Unlike information, the personal media revolution is a two-way communication where one can "answer back", says an official from Institute for the Future.
Written by Jeanne Lim, Contributor

SINGAPORE--Having progressed to a knowledge-based society, people must now drop the word "information" from their vocabulary and instead focus on the media evolution, says a technology thought leader. But it will be some time yet, he notes, before online users develop an "air of intellectual sophistication", and the ability to decipher facts from lies on the Internet.

"When information becomes central in our lives, it ceases to become information," said Paul Saffo, director and Roy Amara Fellow, Institute for the Future. Roy Amara is an academic module, taught at the University of Arizona, which focuses on approaches and methods used for studying the future. "It becomes the media. Media is the knowledge around us that is ubiquitous."

Saffo was addressing delegates at a knowledge conference here Monday, which was organized by Singapore's National Library Board.

He compared the time when people talked about putting entire libraries onto CD-ROMs, to how libraries have now evolved to become "ubiquitous global hypertext document systems" where information loaded on servers can be accessed by anyone with an Internet connection.

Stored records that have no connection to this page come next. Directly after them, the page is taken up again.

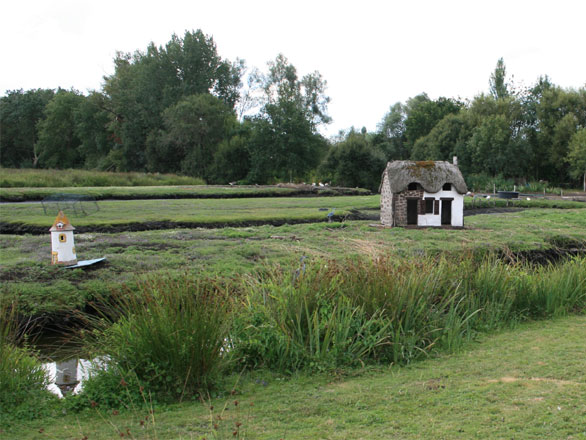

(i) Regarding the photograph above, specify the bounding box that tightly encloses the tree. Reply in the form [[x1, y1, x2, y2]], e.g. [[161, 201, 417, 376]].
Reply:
[[35, 90, 85, 169], [536, 87, 586, 182], [104, 30, 244, 170], [489, 58, 509, 99], [405, 95, 462, 149], [248, 54, 330, 183], [319, 130, 387, 191], [0, 89, 55, 167], [411, 113, 471, 164], [372, 102, 409, 160], [468, 114, 527, 177], [147, 93, 236, 179], [73, 92, 116, 169], [567, 128, 586, 192]]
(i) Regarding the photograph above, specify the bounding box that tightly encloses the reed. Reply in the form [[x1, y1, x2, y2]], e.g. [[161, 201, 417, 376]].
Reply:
[[81, 274, 232, 401]]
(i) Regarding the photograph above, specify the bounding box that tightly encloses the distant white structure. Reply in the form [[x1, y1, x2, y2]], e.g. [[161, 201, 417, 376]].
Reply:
[[49, 211, 77, 266], [380, 158, 467, 227]]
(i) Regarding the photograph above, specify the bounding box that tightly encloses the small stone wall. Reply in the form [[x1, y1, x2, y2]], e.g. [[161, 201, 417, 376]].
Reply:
[[380, 173, 393, 226]]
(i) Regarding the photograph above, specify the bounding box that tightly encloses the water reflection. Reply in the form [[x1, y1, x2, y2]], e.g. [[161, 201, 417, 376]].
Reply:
[[43, 358, 93, 397]]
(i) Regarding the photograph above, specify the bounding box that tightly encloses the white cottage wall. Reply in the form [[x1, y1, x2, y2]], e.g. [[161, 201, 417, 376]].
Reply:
[[417, 189, 464, 226]]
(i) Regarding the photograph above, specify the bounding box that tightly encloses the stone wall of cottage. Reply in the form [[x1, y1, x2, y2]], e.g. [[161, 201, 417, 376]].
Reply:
[[380, 173, 393, 226]]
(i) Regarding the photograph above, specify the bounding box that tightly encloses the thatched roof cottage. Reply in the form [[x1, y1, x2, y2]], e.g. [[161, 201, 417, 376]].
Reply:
[[380, 158, 467, 227]]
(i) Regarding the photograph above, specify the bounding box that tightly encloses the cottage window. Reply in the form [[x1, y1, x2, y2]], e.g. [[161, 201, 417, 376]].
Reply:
[[425, 198, 435, 214]]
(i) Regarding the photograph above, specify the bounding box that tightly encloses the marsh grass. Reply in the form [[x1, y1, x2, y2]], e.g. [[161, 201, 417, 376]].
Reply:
[[233, 257, 586, 372], [0, 168, 204, 188], [80, 274, 237, 404]]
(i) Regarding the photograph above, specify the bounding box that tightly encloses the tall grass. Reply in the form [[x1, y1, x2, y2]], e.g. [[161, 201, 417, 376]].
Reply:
[[75, 257, 586, 408], [229, 254, 586, 371], [80, 274, 232, 401], [0, 168, 204, 188], [466, 174, 579, 195]]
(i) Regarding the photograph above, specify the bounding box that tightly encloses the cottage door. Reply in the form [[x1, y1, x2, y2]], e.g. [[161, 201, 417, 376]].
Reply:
[[407, 199, 419, 225], [442, 200, 452, 225]]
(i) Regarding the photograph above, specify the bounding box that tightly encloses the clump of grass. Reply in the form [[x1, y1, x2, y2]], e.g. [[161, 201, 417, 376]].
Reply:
[[0, 303, 55, 426], [80, 274, 232, 405], [232, 266, 389, 373], [228, 254, 586, 372]]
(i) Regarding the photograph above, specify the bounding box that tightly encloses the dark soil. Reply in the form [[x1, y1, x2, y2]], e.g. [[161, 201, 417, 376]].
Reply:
[[0, 210, 379, 235]]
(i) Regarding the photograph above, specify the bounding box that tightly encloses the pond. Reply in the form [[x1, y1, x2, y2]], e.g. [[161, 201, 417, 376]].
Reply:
[[43, 358, 105, 397]]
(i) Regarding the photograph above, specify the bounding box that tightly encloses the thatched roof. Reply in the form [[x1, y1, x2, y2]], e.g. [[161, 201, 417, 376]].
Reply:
[[49, 211, 75, 232], [383, 160, 468, 194]]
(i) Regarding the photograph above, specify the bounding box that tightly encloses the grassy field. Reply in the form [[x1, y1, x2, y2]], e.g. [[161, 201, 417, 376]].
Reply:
[[9, 316, 586, 440], [0, 184, 370, 202], [0, 196, 374, 229], [0, 208, 586, 313], [0, 195, 586, 233], [0, 168, 204, 188], [0, 187, 586, 439]]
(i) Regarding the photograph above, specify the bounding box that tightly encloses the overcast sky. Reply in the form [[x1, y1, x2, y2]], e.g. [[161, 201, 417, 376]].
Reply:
[[0, 0, 586, 135]]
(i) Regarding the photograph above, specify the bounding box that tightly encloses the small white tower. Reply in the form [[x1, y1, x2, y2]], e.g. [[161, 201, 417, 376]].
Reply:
[[49, 211, 77, 266]]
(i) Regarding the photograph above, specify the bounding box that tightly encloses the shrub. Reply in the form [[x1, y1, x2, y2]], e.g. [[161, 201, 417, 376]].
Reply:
[[82, 274, 231, 401]]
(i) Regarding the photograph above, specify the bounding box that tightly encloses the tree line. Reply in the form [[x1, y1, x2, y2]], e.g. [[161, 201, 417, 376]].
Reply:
[[0, 30, 586, 189]]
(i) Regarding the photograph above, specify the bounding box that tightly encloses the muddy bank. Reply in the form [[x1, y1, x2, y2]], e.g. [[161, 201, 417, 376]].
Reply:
[[0, 208, 544, 235], [0, 185, 372, 203], [0, 211, 379, 235]]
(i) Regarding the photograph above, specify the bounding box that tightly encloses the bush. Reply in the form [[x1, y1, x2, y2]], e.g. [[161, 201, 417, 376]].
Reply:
[[81, 274, 232, 403]]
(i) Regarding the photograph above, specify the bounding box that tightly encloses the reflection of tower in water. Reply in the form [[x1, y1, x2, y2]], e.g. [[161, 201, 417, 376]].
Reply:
[[55, 358, 79, 396]]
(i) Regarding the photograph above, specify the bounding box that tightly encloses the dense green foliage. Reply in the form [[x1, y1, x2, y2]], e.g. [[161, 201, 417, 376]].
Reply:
[[16, 257, 586, 408], [76, 274, 236, 405], [0, 35, 586, 189], [5, 316, 586, 440]]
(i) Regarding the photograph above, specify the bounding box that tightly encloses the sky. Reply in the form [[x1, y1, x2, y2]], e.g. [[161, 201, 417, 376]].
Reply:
[[0, 0, 586, 136]]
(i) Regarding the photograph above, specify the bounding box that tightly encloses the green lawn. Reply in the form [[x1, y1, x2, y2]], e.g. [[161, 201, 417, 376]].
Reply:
[[0, 209, 586, 313], [10, 316, 586, 440], [0, 196, 380, 228], [0, 185, 370, 202]]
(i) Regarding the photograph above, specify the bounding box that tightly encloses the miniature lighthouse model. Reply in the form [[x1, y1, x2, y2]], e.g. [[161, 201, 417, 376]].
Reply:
[[49, 211, 77, 266]]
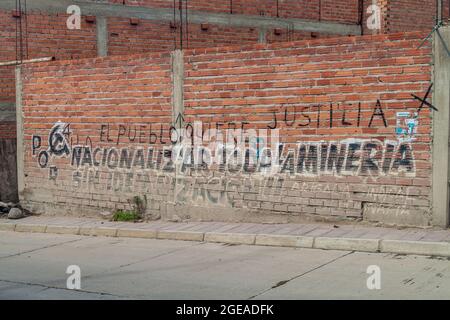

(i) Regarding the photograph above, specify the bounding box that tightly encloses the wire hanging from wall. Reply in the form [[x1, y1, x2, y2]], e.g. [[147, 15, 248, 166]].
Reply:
[[14, 0, 28, 64], [14, 0, 29, 64]]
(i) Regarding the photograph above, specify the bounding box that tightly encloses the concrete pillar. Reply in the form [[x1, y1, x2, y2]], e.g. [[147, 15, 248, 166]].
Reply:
[[436, 0, 444, 22], [171, 50, 184, 129], [432, 27, 450, 228], [16, 65, 25, 200], [96, 17, 108, 57]]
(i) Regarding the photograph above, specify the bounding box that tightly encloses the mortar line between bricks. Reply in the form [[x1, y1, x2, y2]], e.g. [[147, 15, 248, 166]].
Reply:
[[247, 251, 355, 300]]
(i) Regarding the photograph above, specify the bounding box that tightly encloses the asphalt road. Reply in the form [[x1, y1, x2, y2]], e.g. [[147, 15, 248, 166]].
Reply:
[[0, 231, 450, 300]]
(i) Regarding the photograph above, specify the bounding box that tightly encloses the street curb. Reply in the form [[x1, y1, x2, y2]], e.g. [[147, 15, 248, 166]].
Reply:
[[313, 237, 380, 252], [0, 223, 450, 257], [204, 232, 256, 245], [380, 240, 450, 257], [255, 234, 314, 249]]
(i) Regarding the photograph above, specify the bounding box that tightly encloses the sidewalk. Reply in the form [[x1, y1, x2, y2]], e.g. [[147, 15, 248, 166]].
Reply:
[[0, 216, 450, 257]]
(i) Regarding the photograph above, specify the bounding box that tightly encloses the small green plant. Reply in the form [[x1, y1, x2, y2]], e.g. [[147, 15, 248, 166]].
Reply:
[[113, 210, 140, 221], [113, 195, 147, 221]]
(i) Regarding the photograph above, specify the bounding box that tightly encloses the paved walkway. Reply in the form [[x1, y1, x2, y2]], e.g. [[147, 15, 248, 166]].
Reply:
[[0, 216, 450, 257]]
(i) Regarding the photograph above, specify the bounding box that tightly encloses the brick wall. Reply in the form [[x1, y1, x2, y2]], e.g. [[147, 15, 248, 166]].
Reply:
[[19, 33, 431, 226]]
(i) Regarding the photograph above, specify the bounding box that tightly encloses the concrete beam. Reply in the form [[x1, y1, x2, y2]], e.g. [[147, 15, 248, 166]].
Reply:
[[432, 26, 450, 228], [16, 65, 25, 200], [0, 0, 361, 35], [95, 17, 108, 57]]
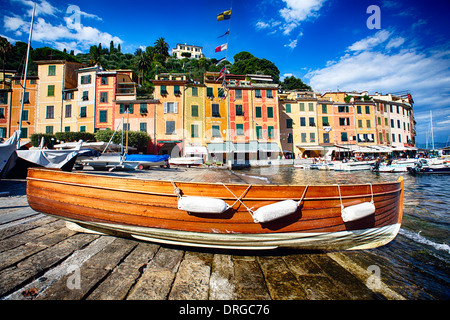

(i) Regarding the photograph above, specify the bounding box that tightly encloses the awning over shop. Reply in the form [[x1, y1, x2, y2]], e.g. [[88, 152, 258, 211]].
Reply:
[[334, 144, 359, 152], [296, 145, 324, 151], [258, 142, 281, 152], [184, 146, 208, 154], [207, 141, 235, 153], [234, 141, 258, 153]]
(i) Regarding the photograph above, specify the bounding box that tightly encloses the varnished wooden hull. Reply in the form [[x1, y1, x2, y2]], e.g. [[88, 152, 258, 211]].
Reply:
[[27, 169, 403, 249]]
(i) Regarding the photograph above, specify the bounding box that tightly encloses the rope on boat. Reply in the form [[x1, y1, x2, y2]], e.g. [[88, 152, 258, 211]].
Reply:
[[337, 183, 375, 222], [222, 182, 253, 216], [337, 183, 373, 210], [297, 185, 309, 206], [170, 181, 181, 200]]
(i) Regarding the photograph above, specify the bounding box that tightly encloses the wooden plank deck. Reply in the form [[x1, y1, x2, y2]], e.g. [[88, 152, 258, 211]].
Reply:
[[0, 171, 403, 300]]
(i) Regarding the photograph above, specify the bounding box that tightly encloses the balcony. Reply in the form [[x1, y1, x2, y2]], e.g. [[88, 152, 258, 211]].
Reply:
[[116, 82, 136, 95]]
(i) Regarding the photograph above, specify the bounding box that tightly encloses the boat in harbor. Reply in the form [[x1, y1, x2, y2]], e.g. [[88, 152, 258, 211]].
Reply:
[[0, 130, 82, 179], [333, 160, 375, 171], [27, 168, 403, 250], [408, 159, 450, 174], [372, 159, 417, 173], [0, 130, 20, 178], [80, 152, 169, 171]]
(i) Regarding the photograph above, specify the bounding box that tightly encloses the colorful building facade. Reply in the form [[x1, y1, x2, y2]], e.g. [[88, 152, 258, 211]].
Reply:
[[36, 60, 84, 134], [152, 73, 187, 158], [10, 76, 38, 142]]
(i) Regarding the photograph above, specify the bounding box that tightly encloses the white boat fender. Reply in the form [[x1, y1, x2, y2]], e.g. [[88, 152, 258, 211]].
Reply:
[[338, 184, 375, 222], [178, 196, 230, 214], [252, 186, 308, 223], [253, 200, 298, 223], [341, 202, 375, 222]]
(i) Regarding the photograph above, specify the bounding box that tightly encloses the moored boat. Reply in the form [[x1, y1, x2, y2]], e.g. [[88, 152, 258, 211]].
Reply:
[[27, 168, 403, 250], [169, 157, 203, 167], [333, 160, 375, 171], [408, 159, 450, 174]]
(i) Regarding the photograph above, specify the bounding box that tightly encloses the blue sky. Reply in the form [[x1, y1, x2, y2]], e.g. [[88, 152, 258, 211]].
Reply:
[[0, 0, 450, 142]]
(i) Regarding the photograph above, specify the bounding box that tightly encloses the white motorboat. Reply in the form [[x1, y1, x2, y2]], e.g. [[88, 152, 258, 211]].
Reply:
[[169, 157, 203, 167]]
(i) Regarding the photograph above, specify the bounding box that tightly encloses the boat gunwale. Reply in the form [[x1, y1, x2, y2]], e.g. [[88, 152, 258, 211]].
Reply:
[[27, 168, 400, 188], [27, 177, 402, 201]]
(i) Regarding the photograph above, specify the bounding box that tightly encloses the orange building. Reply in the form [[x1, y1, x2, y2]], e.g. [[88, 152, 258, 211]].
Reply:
[[95, 70, 117, 130], [227, 75, 281, 161], [0, 89, 12, 138], [10, 76, 39, 142]]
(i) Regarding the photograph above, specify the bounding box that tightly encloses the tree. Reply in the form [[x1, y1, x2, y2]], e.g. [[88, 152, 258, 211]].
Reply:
[[155, 37, 169, 57], [281, 76, 312, 90], [233, 51, 254, 63], [230, 51, 280, 83], [135, 50, 152, 84]]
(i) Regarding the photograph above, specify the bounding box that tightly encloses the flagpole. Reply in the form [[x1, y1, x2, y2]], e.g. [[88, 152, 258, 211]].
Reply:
[[17, 3, 36, 148], [223, 0, 233, 86]]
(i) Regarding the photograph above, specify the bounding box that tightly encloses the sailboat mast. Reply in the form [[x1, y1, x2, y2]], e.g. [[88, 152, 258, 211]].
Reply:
[[430, 110, 434, 151], [17, 3, 36, 147]]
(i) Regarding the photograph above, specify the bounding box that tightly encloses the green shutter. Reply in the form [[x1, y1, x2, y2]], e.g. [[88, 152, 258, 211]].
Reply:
[[255, 107, 262, 118]]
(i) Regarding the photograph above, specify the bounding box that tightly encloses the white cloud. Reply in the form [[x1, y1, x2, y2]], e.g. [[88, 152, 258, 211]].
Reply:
[[3, 0, 123, 52], [348, 30, 391, 51], [280, 0, 326, 35], [255, 0, 327, 40], [305, 33, 450, 139], [280, 0, 325, 23], [256, 21, 270, 29], [386, 37, 405, 49], [284, 39, 297, 49], [3, 16, 30, 31]]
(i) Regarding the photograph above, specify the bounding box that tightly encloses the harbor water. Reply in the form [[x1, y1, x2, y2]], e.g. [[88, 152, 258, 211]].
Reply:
[[234, 166, 450, 299]]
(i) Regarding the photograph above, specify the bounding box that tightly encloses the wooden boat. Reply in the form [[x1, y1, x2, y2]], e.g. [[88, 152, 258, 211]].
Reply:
[[27, 168, 403, 250], [332, 160, 375, 171], [169, 157, 203, 167], [407, 159, 450, 175]]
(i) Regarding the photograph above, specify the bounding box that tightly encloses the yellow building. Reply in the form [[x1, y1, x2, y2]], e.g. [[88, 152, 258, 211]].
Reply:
[[152, 73, 187, 158], [317, 96, 335, 146], [184, 83, 207, 157], [203, 72, 234, 162], [36, 60, 84, 134], [74, 66, 99, 132], [280, 91, 323, 158], [10, 76, 39, 142]]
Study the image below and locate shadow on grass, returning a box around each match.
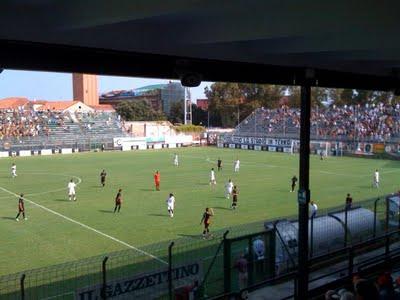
[178,234,203,240]
[99,209,114,214]
[149,214,169,218]
[214,206,232,210]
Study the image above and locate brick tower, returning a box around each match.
[72,73,99,105]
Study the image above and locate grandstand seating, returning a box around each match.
[0,110,127,150]
[233,104,400,141]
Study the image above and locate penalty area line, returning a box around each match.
[0,186,168,265]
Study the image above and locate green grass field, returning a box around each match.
[0,148,400,275]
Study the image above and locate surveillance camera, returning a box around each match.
[180,72,202,87]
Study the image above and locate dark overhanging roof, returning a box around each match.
[0,0,400,90]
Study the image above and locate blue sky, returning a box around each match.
[0,70,211,102]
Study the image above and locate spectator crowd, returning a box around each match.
[235,103,400,141]
[325,270,400,300]
[0,107,122,141]
[0,108,68,140]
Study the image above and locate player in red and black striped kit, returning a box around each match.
[15,194,28,221]
[114,189,122,213]
[200,207,214,239]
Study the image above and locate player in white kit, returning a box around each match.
[68,179,76,201]
[167,193,175,218]
[234,159,240,172]
[210,168,217,185]
[11,163,17,178]
[174,153,179,167]
[374,170,379,188]
[225,179,233,200]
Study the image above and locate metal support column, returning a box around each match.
[295,85,311,300]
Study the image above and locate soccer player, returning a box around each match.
[346,194,353,209]
[68,179,76,201]
[217,157,222,171]
[200,207,214,239]
[234,158,240,172]
[154,171,160,191]
[210,168,217,185]
[374,169,379,188]
[114,189,122,213]
[310,201,318,219]
[15,194,28,222]
[11,163,17,178]
[231,185,239,209]
[290,175,297,193]
[225,179,233,200]
[100,170,107,187]
[167,193,175,218]
[174,153,179,167]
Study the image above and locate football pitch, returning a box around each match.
[0,147,400,275]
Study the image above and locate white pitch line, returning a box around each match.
[40,292,74,300]
[0,172,82,199]
[0,186,168,265]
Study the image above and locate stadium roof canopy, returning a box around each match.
[0,0,400,90]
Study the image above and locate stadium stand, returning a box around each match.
[233,103,400,142]
[0,107,126,150]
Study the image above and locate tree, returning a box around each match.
[287,86,330,107]
[192,104,208,126]
[168,100,184,124]
[115,100,166,121]
[205,82,285,127]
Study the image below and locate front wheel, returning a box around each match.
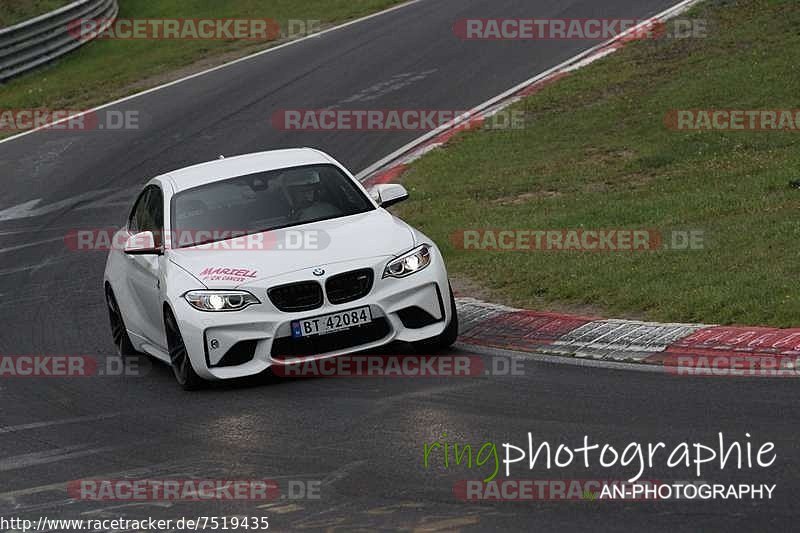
[106,286,137,357]
[415,287,458,352]
[164,310,205,390]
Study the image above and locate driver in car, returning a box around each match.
[283,169,339,220]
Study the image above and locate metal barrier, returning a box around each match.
[0,0,119,82]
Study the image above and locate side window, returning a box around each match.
[128,187,150,234]
[128,186,164,234]
[143,187,164,233]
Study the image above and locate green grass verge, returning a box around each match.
[0,0,74,28]
[400,0,800,326]
[0,0,400,109]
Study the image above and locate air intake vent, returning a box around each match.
[325,268,375,305]
[267,281,323,313]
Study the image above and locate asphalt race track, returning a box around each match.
[0,0,800,531]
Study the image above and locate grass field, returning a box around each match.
[0,0,73,28]
[400,0,800,326]
[0,0,399,115]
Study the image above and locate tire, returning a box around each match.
[164,309,206,391]
[106,286,139,357]
[414,287,458,352]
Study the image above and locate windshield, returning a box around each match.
[172,165,375,248]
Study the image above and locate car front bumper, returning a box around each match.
[172,247,452,380]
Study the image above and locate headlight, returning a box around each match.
[383,244,431,278]
[184,291,261,311]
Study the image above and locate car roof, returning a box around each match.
[152,148,336,193]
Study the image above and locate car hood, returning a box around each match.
[169,209,416,289]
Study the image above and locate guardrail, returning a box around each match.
[0,0,119,82]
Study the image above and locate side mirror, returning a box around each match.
[370,183,408,208]
[123,231,163,255]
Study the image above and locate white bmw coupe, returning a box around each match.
[104,148,458,389]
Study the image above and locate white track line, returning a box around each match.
[0,0,422,144]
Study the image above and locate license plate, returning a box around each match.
[292,307,372,339]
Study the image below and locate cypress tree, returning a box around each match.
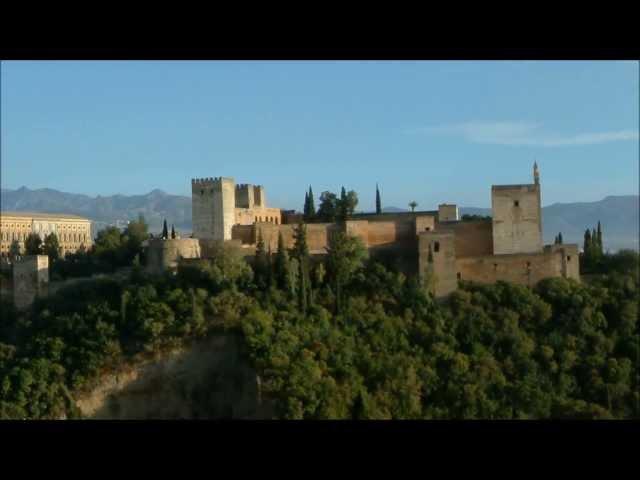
[302,192,309,222]
[308,185,316,222]
[597,220,603,255]
[267,245,273,288]
[583,228,591,258]
[338,187,347,222]
[162,218,169,240]
[255,230,267,288]
[292,222,311,314]
[273,232,289,290]
[298,260,309,315]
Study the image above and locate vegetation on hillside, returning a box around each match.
[0,226,640,419]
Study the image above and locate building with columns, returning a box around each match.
[0,212,93,258]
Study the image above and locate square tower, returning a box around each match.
[491,183,542,255]
[438,203,460,222]
[236,183,254,208]
[253,185,267,208]
[13,255,49,310]
[191,177,236,240]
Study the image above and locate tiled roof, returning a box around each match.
[0,212,91,222]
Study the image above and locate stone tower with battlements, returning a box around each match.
[191,177,236,240]
[491,164,542,255]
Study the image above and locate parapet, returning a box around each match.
[191,177,237,188]
[491,183,540,192]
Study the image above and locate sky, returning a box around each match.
[0,61,640,211]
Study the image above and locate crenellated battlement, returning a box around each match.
[191,177,237,188]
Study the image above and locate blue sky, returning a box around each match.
[0,61,640,210]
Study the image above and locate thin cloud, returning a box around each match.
[409,122,639,147]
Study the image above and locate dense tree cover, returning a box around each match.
[0,238,640,419]
[49,216,149,279]
[580,222,607,273]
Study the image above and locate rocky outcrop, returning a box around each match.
[76,333,272,419]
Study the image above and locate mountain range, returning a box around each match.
[0,187,640,250]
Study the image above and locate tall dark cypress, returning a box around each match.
[162,218,169,240]
[273,232,289,290]
[583,228,591,258]
[309,185,316,222]
[338,187,347,222]
[302,192,309,222]
[291,223,311,314]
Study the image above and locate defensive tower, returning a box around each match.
[491,164,542,255]
[191,177,236,240]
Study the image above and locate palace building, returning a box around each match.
[0,212,93,258]
[148,164,580,297]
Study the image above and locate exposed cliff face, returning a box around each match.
[76,334,272,419]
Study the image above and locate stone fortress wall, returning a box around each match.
[149,165,580,297]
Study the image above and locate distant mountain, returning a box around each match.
[0,187,191,234]
[0,187,640,250]
[460,195,640,250]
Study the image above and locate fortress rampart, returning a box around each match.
[150,166,580,297]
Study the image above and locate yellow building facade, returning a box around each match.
[0,212,93,258]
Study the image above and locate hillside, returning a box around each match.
[1,187,639,250]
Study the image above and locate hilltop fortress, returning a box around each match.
[148,165,580,297]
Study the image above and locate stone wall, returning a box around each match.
[436,220,493,258]
[231,225,257,245]
[438,203,460,222]
[367,217,416,247]
[418,232,458,297]
[415,215,436,235]
[191,178,214,238]
[455,245,580,286]
[491,184,542,255]
[13,255,49,309]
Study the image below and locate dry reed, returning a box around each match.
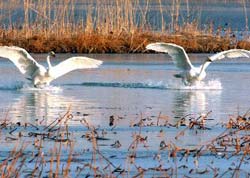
[0,0,250,53]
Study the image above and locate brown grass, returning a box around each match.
[0,110,250,177]
[0,0,250,53]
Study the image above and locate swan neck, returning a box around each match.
[47,55,52,69]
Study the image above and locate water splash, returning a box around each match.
[0,82,25,90]
[20,85,62,93]
[75,80,222,90]
[168,79,223,90]
[0,81,62,93]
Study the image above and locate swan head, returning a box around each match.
[47,51,56,70]
[49,51,56,57]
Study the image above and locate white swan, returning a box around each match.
[146,42,250,85]
[0,46,102,88]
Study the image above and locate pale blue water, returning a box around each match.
[0,54,250,126]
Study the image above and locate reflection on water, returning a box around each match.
[173,90,221,119]
[0,54,250,126]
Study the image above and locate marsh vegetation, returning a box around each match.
[0,0,250,53]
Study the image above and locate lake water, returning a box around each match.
[0,54,250,177]
[0,54,250,126]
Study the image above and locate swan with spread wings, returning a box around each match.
[0,46,102,88]
[146,42,250,86]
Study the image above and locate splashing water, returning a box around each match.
[21,85,62,93]
[167,79,223,90]
[0,81,62,93]
[0,82,25,90]
[74,80,222,90]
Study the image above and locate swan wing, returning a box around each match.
[202,49,250,70]
[208,49,250,61]
[49,57,102,79]
[146,43,193,70]
[0,46,45,77]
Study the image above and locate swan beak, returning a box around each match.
[206,58,213,62]
[50,51,56,57]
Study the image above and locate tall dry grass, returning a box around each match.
[0,0,250,53]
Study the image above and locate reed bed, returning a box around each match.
[0,0,250,53]
[0,109,250,177]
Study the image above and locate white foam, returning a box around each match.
[146,79,223,90]
[0,82,25,90]
[21,85,62,93]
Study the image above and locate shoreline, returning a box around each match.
[0,30,250,54]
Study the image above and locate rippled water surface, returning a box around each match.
[0,54,250,126]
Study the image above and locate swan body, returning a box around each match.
[146,42,250,85]
[0,46,102,88]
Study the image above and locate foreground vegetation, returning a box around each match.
[0,110,250,177]
[0,0,250,53]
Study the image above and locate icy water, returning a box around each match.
[0,54,250,177]
[0,54,250,126]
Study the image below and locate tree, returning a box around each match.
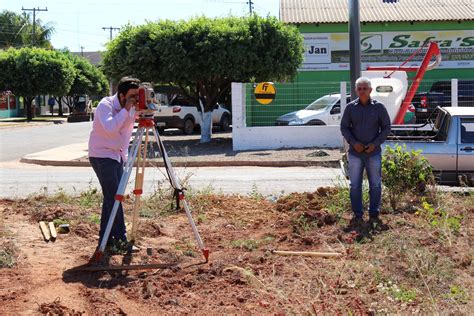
[104,15,303,142]
[56,52,109,115]
[0,10,54,48]
[0,48,76,120]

Saffo said: "There's a rhyming pattern in the information and knowledge space that harks back to the 1950s when television came and took off...(Today) it's not a mass media resolution, but a personal media revolution," he said.

He explained that the difference between the two--information and media--is that the personal media revolution is a two-way trip, where "you get to answer back".

This can be seen in every electronic device a person carries today. "Every information device today is a media device, be it a mobile phone, or a personal digital assistant," Saffo explained.

However, he warned that the personal media revolution could also bring about the destruction of "intellectual commons", where people choose to learn only about the things they want to know.

With different tribes of people steeped only in their own knowledge and ignorant about other fields, the personal media revolution could "fuel new superstition", and give rise to various forms of fundamentalism, he said.

It will take time for society, however, to develop an "air of intellectual sophistication where we do not believe everything we read on the internet", Saffo said.

Meanwhile, he foresees a future where libraries will contain books with intelligence built-in technologies, such as global positioning systems (GPS) and sensors. Already, the NLB uses radio frequency identity (RFID) chips in its books, he pointed out.

What he does not want however, are libraries of the future to be like Towers of Babel, consisting only of information provided by "blogs and wiki (Wikipedia)", he said, in reference to the biblical tale. A server software technology, wiki allows users to create and edit online content.

He said: "There are vital institutional roles to be played here, (which can only succeed) if library professionals step up to the plate and fulfill the role."